When my family was homeless, school was a haven for my daughter, Tara. It offered her stability and a chance to just be a kid during a difficult and uncertain time.

Once we found a place to live, I had time to become more involved with her school. That’s when I learned it had an F-rating. I was devastated. I knew Tara needed an excellent education if she was going to excel in the future (she wants to be President one day), so I teamed up with other frustrated parents to take action.

Thanks to the determination of families, my daughter’s school now has new leadership and more educational resources in the classroom.

All children deserve to attend a public school that unlocks their potential and lets them thrive.

It had a link to click on where you could sign a petition if you believed “every child deserves access to a high-quality public education” and another link where you could “join the fight for quality public education today” and at the very bottom one of those bright boxes that invited you click on if you wanted to TAKE ACTION.

I clicked on none of the links… but “Stand for Children” sounded vaguely familiar and I seemed to recall that it was one of those many organizations with appealing names and appalling track records. A quick Wikipedia check confirmed my recall.

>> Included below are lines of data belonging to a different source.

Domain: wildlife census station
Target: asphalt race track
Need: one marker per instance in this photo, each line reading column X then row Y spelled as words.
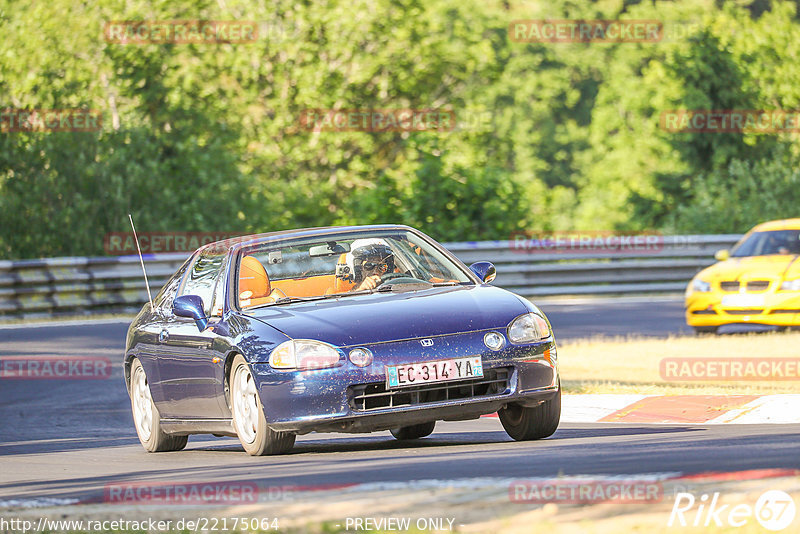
column 69, row 438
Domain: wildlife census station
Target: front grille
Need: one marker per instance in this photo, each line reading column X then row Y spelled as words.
column 758, row 285
column 744, row 312
column 365, row 397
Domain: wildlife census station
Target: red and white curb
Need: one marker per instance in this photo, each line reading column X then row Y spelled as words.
column 671, row 409
column 680, row 409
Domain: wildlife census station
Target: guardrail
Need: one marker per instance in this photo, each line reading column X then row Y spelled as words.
column 57, row 286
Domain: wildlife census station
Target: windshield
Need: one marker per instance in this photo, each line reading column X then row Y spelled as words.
column 342, row 264
column 766, row 243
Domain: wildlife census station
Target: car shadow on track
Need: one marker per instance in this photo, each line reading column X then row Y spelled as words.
column 367, row 443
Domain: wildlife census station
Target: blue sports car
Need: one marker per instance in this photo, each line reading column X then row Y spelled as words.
column 346, row 329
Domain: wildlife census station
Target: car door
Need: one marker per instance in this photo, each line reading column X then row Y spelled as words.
column 190, row 373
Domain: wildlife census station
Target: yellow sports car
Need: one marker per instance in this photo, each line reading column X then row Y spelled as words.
column 757, row 282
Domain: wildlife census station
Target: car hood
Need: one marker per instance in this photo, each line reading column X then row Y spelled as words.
column 754, row 267
column 378, row 317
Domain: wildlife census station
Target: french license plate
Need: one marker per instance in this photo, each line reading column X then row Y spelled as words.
column 413, row 374
column 742, row 301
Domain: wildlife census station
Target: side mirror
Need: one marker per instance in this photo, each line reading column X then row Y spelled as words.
column 191, row 306
column 484, row 270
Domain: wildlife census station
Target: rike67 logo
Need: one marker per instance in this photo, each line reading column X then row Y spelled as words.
column 774, row 510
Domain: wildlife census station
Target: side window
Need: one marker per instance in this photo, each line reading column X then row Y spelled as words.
column 203, row 276
column 165, row 297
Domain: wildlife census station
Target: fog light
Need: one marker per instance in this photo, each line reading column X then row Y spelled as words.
column 494, row 341
column 361, row 357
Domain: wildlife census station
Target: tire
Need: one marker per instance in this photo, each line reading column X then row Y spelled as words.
column 524, row 424
column 414, row 431
column 248, row 415
column 705, row 330
column 146, row 417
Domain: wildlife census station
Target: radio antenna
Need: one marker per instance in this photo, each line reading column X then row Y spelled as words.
column 146, row 284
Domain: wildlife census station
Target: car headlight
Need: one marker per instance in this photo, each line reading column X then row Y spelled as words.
column 700, row 286
column 791, row 285
column 304, row 354
column 527, row 328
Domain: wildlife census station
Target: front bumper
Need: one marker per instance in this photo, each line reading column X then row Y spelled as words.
column 332, row 400
column 776, row 308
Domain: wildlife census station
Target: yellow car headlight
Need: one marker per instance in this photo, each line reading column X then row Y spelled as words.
column 791, row 285
column 700, row 286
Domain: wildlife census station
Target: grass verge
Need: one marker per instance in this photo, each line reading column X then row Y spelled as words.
column 631, row 365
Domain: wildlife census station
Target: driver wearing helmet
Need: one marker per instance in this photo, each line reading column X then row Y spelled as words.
column 367, row 261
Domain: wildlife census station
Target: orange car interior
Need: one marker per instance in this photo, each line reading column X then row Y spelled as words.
column 254, row 286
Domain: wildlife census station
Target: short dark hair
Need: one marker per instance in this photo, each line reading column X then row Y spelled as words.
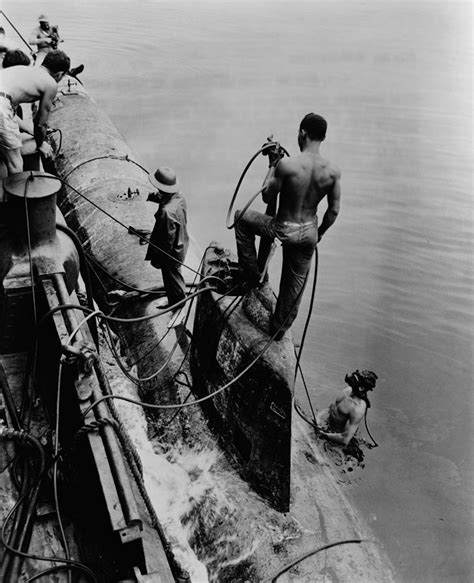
column 57, row 61
column 315, row 126
column 365, row 380
column 15, row 57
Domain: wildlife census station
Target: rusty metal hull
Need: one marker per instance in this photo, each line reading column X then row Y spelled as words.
column 99, row 171
column 97, row 163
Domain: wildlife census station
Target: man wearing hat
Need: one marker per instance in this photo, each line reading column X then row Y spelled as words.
column 301, row 183
column 169, row 239
column 45, row 37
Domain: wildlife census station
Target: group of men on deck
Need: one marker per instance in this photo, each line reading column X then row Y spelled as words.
column 294, row 187
column 21, row 83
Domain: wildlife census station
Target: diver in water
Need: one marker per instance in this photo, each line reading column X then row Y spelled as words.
column 344, row 416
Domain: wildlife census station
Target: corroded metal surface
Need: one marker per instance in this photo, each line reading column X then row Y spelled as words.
column 254, row 414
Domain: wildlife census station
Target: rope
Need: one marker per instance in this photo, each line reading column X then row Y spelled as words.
column 17, row 31
column 237, row 188
column 313, row 552
column 107, row 156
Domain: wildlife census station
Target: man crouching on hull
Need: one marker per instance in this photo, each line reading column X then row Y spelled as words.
column 23, row 84
column 302, row 182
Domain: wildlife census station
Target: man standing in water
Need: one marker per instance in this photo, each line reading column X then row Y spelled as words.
column 345, row 415
column 23, row 84
column 302, row 182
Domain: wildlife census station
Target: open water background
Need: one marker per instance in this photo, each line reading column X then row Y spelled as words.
column 200, row 85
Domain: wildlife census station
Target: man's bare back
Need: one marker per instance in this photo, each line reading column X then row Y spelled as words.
column 27, row 84
column 306, row 179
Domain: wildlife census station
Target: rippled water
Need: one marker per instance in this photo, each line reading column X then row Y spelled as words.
column 199, row 86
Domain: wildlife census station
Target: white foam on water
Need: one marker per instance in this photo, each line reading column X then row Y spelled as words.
column 174, row 487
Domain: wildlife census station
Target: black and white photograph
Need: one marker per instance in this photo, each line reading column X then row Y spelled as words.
column 236, row 291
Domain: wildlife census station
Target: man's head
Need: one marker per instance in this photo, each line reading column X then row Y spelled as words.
column 164, row 179
column 15, row 57
column 57, row 63
column 312, row 127
column 361, row 382
column 43, row 21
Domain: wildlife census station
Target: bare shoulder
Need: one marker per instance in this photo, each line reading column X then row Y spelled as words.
column 331, row 168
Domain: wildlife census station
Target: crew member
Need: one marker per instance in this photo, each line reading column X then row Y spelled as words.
column 169, row 239
column 345, row 415
column 23, row 84
column 302, row 182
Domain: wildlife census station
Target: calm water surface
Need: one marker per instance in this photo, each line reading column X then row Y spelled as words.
column 199, row 86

After giving a generally positive overview of Stand for Children, Wikipedia had a section about the organization headed “Criticism” that included the following:

Critics of the group assert that it represents business interests.[16][17]—major funders include the Walton Family and Bill & Melinda Gates Foundations. Education policy analyst Diane Ravitch criticized the group for opposing teacher’s unions and seeking to impose standardized testing on public schools.[18]Susan Barrett, former volunteer co-leader of a Stand for Children team in Portland, Oregon, left the organization due to concerns that corporate donors and wealthy board members influence reforms.[19] In 2009, Stand for Children volunteers in Massachusetts witnessed an organizational change in favor of promoting charter schools. The former volunteers organized to protest a ballot initiative filed by Stand for Children. Former Stand for Children volunteers said the ballot measure puts the careers of teachers at the mercy of a rating system while doing nothing to improve teaching in schools.[20]

Regarding Stand For Children’s success in Illinois, Edelman stated: “They essentially gave away every single provision related to teacher effectiveness that we had proposed — everything we had fought for in Colorado. We hired 11 lobbyists, including four of the absolute best insiders and seven of the best minority lobbyists, preventing the unions from hiring them.” He further stated, “There was a palpable sense of concern if not shock on the part of the teachers’ unions of Illinois that Speaker [of the House Mike] Madigan had changed allegiance and that we had clear political capability to potentially jam this proposal down their throats the same way that pension reform had been jammed down their throats six months earlier.”[21] The Chicago Tribune called Stand for Children “a new force in Illinois politics.”[22] In all, two Chicago newspapers published editorials in favor of Performance Counts.[23][24][25]

Some journalists[who?] questioned the $2.9 million raised by Stand for Children’s Illinois PAC due to the affiliate’s recent[when?] formation and fundraising in the months before a new Illinois law capped campaign contributions for individuals and corporations.[26] These funds, donated by a small number of businesspeople giving hundreds of thousands of dollars each, led detractors question the organization’s grassroots support in the state.[27]

So… here’s my general guidance to people who want to help improve their school… beware of national organizations with catchy titles and bold missions. They all tend to be funded by billionaires whose agenda is NOT the advancement of public education but the advancement of privatization. In a world where President Trump can claim to be a supporter of the environment, it is not surprising to find that an organization seeking privatization of public schools can call itself “Stand for Children”.